C’est une provocation à l’égard de la jeunesse, durement éprouvée par le COVID, par un monde incertain, des guerres dans de nombreux pays, la menace d’une troisième guerre mondiale, une jeunesse confrontée à cet inquiétant réchauffement climatique, soumise à un parcours scolaire et universitaire de plus en plus sélectif, dans des conditions de plus en plus difficiles.
Que proposez-vous à la jeunesse ? Un Service National Universel autoritaire, une forme d’embrigadement insupportable pour celles et ceux qui ont soif de liberté et une carrière qui ne se terminera qu’avec la vieillesse, car quel étudiant pourra espérer une retraite avant 70 ans ?
C’est une provocation pour les travailleuses et les travailleurs, y compris celles et ceux qui exercent des métiers pénibles ou ont une carrière longue. Vous maltraitez aujourd’hui celles et ceux que vous couvriez, hypocritement, de louanges, ces premières et premiers de corvée, durant la crise du Covid.
Oui, la colère est grande et elle s’amplifie. La mobilisation à compter du 7 mars s’annonce massive. C’est une très bonne nouvelle ! Et hier, dans l’hémicycle, nous avons pu vivre cette opposition entre 2 projets de société aux antipodes dans un clivage droite/gauche enfin assumé y compris au banc du gouvernement.
M. Macron et son gouvernement, veut passer aux forceps, en utilisant cette procédure de l’article 47-1, si décrié depuis sa mise en œuvre pour l’examen de cette réforme des retraites, et qui relève du détournement de procédure.
Nous l’avons affirmé hier, vous violez la Constitution pour imposer cette réforme. Vous contraignez le Parlement. Vous tentez de le soumettre et nous sommes choqués par cette majorité sénatoriale qui avait affiché son statut de contre-pouvoir, de lieu de résistance à l’autoritarisme de M. Macron, à son mépris du Parlement et qui, aujourd’hui l’accompagne avec complaisance.
Et oui, mes Cher·es Collègues, vous accompagnez le Président de la République dans cette mise au pas du Parlement, pire, cet enjambement du Parlement, puisqu’un texte non soumis au vote de l’Assemblée nationale, et peut-être même non soumis au vote des deux Chambres, si le gouvernement n’ouvre pas plus de jours de débat.
Un débat et une adoption en CMP, dominé par des parlementaires LR, pourtant en perte d’influence dans l’opinion publique.
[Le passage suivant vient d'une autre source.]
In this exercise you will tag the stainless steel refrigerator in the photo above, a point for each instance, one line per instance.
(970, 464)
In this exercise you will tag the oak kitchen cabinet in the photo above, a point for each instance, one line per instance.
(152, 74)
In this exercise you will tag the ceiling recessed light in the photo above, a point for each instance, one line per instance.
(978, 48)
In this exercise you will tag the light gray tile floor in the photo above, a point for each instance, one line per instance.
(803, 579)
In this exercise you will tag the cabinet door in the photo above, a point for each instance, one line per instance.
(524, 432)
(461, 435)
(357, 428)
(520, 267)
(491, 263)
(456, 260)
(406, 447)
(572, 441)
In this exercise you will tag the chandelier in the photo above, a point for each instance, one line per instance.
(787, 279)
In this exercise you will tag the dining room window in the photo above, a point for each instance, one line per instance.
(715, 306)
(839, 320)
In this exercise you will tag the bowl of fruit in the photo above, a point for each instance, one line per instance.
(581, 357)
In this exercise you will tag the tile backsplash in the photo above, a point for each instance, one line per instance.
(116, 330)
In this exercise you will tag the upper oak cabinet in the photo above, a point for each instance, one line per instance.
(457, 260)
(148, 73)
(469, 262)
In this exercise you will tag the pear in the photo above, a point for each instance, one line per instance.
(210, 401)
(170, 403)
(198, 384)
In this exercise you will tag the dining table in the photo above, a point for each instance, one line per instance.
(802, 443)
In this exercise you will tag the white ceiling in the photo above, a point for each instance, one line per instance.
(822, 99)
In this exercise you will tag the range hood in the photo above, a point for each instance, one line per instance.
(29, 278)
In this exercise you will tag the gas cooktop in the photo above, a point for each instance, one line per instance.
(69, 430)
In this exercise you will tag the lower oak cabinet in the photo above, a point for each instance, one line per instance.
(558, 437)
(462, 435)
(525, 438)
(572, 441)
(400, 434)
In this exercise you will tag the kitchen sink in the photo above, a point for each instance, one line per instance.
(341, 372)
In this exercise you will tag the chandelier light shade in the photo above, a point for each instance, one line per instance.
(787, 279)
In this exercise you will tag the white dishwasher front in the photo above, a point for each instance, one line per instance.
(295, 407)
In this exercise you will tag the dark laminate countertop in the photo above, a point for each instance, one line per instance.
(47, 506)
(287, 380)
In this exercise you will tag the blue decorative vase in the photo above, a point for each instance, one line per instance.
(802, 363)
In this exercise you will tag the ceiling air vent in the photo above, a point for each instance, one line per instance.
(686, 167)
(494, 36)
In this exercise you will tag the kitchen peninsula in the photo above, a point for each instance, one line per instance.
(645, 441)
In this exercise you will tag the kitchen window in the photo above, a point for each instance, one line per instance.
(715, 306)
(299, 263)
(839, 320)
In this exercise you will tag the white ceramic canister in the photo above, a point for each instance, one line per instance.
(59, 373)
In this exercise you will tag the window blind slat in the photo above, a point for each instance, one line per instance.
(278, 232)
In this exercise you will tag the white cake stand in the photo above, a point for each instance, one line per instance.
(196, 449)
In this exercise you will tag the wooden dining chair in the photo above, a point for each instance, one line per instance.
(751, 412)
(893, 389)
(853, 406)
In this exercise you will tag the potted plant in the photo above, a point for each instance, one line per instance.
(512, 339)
C’est un coup de force institutionnel. Il faut donner au peuple les moyens d’y résister. Lui donner les moyens c’est lui donner la parole, c’est soumettre ce texte au référendum.
Qui, ici, peut oser dire, alors que plus de 90% des actifs rejettent le texte, restons entre nous, au Sénat, validons ce texte fondamental dans un temps contraint et barrons la route à l’expression populaire ?
Tout vote contre cette motion référendaire est un acte grave contre la Démocratie.
Celles et ceux qui s’entêteront dans ce déni de démocratie porteront la responsabilité de la mise à l’arrêt du pays et d’une légitime révolte.
Avec le groupe CRCE, je vous appelle donc solennellement à voter cette motion référendaire.